“Suppose I stay out of the deal,” said Waring.
“Why, that’s all right. I guess we can get along.”
Quigley glanced quickly at Waring. Donovan’s proposal was an insult intended to provoke a quarrel that would lead to Waring’s dismissal from the service of the Ortez Mines. Or if Waring were to agree to the suggestion, Donovan would have pulled Waring down to his own level.
Waring slowly rolled a cigarette. “Make out my check,” he said, turning to Quigley.
Donovan sighed. Waring was going to quit. That was good. It had been easy enough.
Quigley drafted a check and handed it to Donovan to sign. As the paymaster began to gather up the money on the table, Waring pocketed the check and rose, watching Quigley’s nervous hands.
As Quigley tied the sack and picked it up, Waring reached out his arm. “Give it to me,” he said quietly. Quigley laughed. Waring’s eyes were unreadable.
The smile faded from Quigley’s face. Without knowing just why he did it, he relinquished the sack.

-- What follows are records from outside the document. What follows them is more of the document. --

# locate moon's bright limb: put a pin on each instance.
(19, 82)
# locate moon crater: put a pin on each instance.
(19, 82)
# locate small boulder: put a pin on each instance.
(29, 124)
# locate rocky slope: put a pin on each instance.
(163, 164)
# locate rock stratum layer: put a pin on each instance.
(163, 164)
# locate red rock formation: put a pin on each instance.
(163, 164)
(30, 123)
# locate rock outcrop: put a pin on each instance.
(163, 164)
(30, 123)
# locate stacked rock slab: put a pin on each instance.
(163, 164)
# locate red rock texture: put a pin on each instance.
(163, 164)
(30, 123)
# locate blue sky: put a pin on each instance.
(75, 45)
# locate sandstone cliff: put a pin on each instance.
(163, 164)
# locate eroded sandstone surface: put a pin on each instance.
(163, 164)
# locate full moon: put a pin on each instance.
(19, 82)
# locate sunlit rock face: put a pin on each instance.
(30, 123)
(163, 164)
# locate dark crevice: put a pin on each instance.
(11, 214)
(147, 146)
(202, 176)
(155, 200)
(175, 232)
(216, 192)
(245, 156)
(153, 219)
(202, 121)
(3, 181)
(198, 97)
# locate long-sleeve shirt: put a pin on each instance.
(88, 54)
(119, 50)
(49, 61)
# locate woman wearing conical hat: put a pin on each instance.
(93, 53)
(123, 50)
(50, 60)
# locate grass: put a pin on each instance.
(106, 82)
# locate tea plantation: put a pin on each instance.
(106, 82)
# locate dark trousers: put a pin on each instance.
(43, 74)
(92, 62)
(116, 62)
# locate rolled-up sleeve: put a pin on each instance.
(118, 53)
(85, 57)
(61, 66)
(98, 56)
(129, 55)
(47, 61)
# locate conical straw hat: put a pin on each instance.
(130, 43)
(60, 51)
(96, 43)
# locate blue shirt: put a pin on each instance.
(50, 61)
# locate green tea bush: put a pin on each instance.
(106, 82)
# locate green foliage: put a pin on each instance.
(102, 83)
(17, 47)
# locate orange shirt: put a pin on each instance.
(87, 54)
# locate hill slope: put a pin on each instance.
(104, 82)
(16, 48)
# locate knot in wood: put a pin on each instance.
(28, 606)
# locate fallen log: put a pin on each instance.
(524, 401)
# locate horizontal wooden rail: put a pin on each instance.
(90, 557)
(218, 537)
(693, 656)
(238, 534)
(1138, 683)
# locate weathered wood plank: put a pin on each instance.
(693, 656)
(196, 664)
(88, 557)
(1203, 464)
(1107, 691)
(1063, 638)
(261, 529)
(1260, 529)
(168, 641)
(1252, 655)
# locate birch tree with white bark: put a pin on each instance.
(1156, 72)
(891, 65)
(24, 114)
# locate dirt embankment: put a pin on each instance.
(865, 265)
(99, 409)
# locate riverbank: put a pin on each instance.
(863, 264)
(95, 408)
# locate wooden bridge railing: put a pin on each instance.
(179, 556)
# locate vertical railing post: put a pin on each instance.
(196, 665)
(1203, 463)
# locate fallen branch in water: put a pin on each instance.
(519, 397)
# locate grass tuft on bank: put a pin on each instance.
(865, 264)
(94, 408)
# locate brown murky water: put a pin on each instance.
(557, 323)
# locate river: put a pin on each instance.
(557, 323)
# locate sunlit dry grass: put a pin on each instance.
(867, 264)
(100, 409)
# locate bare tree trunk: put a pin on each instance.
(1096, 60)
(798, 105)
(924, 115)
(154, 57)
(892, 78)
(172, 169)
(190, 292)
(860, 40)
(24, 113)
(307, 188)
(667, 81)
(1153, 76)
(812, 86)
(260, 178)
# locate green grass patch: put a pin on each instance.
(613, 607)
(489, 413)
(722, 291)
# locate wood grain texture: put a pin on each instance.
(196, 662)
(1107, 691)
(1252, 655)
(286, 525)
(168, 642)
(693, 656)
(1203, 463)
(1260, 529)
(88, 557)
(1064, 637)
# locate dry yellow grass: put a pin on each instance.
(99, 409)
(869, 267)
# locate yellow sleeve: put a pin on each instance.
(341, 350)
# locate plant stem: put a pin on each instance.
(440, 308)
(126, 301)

Waring turned to Donovan. “I’ll take care of this, Bill. As I told you before, you can’t bluff worth a damn.”
Waring strode to the door. At Quigley’s choked exclamation of protest, the gunman whirled round. Donovan stood by the desk, a gun weaving in his hand.
“You ought to know better than to pull a gun on me,” said Waring. “Never throw down on a man unless you mean business, Bill.”
The door clicked shut.
Donovan stood gazing stupidly at Quigley. “By cripes!” he flamed suddenly. “I’ll put Jim Waring where he belongs. He can’t run a whizzer like that on me!”
“I’d go slow,” said Quigley. “You don’t know what kind of a game Waring will play.”
Donovan grabbed the telephone and called up the Sonora police.
The Silver Crucifix
When in Sonora, Waring frequented the Plaza Hotel. He had arranged with the management that his room should always be ready for him, day or night. The location was advantageous. Nearly all the Americans visiting Sonora and many resident Americans stopped at the Plaza. Waring frequently picked up valuable bits of news as he lounged in the lobby. Quietly garbed when in town, he passed for a well-to-do rancher or mining man. His manner invited no confidences. He was left much to himself. Men who knew him deemed him unaccountable in that he never drank with them and seldom spoke unless spoken to. The employees of the hotel had grown accustomed to his comings and goings, though they seldom knew where he went or definitely when he would return. His mildness of manner was a source of comment among those who knew him for what he was. And his very mildness of manner was one of his greatest assets in gaining information. Essentially a man of action, silent as to his plans and surmises, yet he could talk well when occasion demanded.